Now, you... can cook eggs in any kind of pan — even a cast-iron skillet. But you need to make sure you have oil in it and keep the eggs moving, so that a bond never gets a chance to form.
Besides, you can't flip eggs in a cast iron skillet. It's too heavy! Or if you can, you don't have to worry about pans, you can just go around crushing things with your bare hands until someone agrees to make eggs for you.
For the rest of us, a nonstick pan is best. An 8-inch omelet pan is the right size for cooking two eggs, and it's shaped so the eggs will slide around and flip like a circus acrobat.

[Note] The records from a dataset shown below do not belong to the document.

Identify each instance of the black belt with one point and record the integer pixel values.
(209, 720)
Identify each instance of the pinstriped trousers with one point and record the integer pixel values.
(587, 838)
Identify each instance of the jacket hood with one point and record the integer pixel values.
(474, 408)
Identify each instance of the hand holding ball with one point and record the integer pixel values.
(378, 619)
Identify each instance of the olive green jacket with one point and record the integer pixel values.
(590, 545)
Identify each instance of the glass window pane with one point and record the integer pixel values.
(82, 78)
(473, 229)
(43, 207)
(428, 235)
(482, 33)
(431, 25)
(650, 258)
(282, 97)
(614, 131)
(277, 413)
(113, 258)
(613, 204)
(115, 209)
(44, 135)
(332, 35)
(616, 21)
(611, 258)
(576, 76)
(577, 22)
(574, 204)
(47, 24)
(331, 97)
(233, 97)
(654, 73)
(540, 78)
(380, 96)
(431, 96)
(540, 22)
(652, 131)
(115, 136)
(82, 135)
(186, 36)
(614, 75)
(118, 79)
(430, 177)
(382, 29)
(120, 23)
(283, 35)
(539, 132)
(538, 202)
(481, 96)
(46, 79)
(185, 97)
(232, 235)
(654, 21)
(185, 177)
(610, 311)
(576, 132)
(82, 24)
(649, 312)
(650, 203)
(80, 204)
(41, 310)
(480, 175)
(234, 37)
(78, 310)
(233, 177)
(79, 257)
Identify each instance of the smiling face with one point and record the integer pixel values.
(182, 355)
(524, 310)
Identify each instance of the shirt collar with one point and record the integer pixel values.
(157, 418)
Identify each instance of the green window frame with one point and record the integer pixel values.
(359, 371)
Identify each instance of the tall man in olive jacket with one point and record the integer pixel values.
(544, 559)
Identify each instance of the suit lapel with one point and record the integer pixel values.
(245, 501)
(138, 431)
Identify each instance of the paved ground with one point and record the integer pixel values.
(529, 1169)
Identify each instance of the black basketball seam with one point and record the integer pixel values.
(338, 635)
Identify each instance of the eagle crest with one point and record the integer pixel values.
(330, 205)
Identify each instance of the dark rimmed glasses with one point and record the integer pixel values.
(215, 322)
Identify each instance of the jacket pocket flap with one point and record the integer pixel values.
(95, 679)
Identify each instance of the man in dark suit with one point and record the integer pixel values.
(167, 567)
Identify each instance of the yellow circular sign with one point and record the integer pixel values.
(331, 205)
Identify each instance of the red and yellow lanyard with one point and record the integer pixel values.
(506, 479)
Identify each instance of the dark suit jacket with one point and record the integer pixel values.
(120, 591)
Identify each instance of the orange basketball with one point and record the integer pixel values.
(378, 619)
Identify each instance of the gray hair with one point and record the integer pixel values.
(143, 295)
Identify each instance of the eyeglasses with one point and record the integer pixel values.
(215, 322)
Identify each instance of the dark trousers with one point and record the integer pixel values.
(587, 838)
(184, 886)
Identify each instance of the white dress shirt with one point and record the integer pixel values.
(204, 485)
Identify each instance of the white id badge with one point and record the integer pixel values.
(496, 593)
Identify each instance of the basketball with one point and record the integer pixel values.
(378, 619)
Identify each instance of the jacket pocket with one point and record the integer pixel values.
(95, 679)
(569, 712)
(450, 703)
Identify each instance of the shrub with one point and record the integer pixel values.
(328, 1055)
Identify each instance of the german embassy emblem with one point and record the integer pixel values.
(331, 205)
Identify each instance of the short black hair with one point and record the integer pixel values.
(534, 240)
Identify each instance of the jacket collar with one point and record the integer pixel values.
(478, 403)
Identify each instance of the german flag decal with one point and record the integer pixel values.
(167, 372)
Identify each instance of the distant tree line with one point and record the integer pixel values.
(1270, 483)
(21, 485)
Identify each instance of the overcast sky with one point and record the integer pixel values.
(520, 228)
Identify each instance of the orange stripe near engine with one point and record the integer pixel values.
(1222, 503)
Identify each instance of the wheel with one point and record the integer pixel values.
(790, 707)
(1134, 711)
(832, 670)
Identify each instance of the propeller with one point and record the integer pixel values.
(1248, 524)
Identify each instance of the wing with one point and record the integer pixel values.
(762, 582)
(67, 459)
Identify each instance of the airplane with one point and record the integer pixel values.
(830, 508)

The right way: Cook your eggs in a nonstick pan.
07 of 07
Your Eggs Weren't Fresh
This doesn't mean they were spoiled, just old. As an egg ages, it slumps. It slackens. It loses its firmness. A fresh egg is perky. Its yolk stands up straight and points skyward. The white is tight and compact. All these qualities make fresh eggs highly desirable for poaching and griddling. A fresh egg holds its shape when you poach it, and it doesn't go sprawling across the pan when you crack it.
But there are some things an old egg can do that a fresh one can't. OK, one thing,... namely, they're easy to peel when you hard-boil them. There's an air pocket beneath the shell that expands as the egg ages, making it easier to peel an older egg than a fresh one, where the shell clings to the egg more tightly.
You can use this simple test to tell a fresh egg from a not-so-fresh one.
The right way: Use your fresh eggs for poaching and griddling, and older ones for hard-boiling.